Sous le regard terrifié de Bilbo, le visage de Bombur passa du rose eu vert, puis du vert au blanc, puis du blanc au rouge. Il poussa un rugissement de tigre avant de sauter sur Dwalin et de lui mordre le mollet à pleine dent.
« Arrêtez le ! » hurla ce dernier.
« Qu'est ce qui se passe ? » demanda Thorin.
« C'est votre gâteau ! » répondit Bilbo. « Je savais que ces feuilles n'étaient pas nettes ! Attrapons le ou il va dévorer Dwalin ! »
Tous les nains attrapèrent Bombur et tentèrent de lui faire lâcher prise mais aucun n'y parvint. A ce moment, des sirènes de police retentirent, et bard, accompagné d'une dizaine de gobelins policiers, débarquèrent.
« Bard ! Que faites vous la ? » Demanda Bilbo.

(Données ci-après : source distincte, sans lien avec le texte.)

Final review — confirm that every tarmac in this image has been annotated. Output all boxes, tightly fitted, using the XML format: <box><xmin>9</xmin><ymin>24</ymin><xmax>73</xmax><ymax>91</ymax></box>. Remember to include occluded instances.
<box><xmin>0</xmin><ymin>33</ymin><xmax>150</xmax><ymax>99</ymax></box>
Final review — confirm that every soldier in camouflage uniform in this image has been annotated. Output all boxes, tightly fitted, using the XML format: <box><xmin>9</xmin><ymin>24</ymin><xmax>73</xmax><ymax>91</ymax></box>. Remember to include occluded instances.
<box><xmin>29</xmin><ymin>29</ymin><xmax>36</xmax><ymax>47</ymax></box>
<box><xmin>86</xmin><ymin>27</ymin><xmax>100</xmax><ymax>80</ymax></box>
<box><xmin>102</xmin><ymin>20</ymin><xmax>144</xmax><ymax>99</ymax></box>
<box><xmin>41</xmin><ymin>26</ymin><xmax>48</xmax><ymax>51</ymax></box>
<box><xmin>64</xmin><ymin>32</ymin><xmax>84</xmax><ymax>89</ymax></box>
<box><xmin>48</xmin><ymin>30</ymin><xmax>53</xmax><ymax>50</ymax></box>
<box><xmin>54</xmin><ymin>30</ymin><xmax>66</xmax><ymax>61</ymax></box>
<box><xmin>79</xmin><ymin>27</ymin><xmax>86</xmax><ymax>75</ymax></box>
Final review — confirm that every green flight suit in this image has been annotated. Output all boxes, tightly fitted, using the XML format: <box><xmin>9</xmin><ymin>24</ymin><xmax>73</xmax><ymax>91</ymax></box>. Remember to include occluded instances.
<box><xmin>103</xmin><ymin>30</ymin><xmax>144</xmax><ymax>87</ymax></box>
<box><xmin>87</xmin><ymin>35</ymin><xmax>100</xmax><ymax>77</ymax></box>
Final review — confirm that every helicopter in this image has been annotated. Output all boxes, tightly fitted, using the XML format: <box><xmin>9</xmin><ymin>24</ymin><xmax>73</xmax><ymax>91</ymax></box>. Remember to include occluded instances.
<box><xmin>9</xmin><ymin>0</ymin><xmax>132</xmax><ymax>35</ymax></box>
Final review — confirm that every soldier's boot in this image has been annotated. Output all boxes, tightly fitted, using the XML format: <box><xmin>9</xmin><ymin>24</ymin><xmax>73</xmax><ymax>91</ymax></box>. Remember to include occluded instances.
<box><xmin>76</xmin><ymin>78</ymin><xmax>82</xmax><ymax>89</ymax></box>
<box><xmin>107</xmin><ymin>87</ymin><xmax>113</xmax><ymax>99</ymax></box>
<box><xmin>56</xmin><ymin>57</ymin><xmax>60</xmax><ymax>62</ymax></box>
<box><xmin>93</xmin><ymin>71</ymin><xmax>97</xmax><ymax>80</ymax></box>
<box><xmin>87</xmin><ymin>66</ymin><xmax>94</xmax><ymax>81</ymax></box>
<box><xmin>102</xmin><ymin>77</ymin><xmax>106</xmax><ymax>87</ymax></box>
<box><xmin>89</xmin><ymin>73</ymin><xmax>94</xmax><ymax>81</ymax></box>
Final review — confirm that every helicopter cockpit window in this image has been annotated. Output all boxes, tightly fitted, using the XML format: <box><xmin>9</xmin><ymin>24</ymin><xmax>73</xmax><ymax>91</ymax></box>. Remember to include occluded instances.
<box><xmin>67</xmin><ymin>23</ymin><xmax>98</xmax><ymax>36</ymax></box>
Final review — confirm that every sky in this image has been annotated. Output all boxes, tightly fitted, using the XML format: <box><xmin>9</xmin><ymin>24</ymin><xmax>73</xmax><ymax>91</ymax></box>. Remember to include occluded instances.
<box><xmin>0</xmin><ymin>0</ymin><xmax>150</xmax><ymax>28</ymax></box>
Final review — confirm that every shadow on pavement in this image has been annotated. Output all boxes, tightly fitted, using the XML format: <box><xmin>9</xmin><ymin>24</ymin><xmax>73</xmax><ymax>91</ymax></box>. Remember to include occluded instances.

« J'ai vu un nain cannibale en attaquer un autre alors j'ai appel& la police. Pas que le fait que vous vous entretuiez me dérange, mais je n'ai pas envie de retrouver ma moquette à nouveau couverte de sang. »
Les gobelins policiers injectèrent un sédatif à Bombur, qui lâcha prise. Alors qu'ils l'emmenaient, un gobelin remarqua le gâteau d'anniversaire.
« Oh, il a l'air bon, ce gâteau. » dit il en prenant une part.
« Non, non, attendez ! » cria Bilbo.
Mais le gobelin l'avait déjà gobée. Son visage devint vert, puis jaune, puis rouge, et il s'évanouit. Les autres gobelins s'approchèrent du gâteau.
« Je rêve ou c'est un space cake ? » demanda l'officier gobelin.
Il prirent une part et la mirent dans un sachet en tant que preuve, sous le regard terrifié des nains.
« Allez, les gars, remballez tout ! » dit un gobelin.
« Bah dis donc » dit un autre. « Vu le nombre de fois où on a été appelé ici et les motifs débiles qu'on nous a donné, ça m'étonne qu'on ai pas encore retrouvé 15 kg de crack dans leur placard. »
À ce moment, l'étagère du placard céda et 15 kg de farine se déversèrent dans la pièce. Les gobelins se regardèrent.
« On les embarque ? »
« On les embarque. »
Thranduil et Legolas, qui revenaient du super marché, furent assez surpris de voir treize nains et un Hobbit être conduits de force dans un fourgon de police en hurlant à l'erreur judiciaire.
« C'est de la farine ! Puisque je vous le dis ! » S'égosillait Thorin.
Une nouvelle photo s'ajouta à la collection de Thranduil.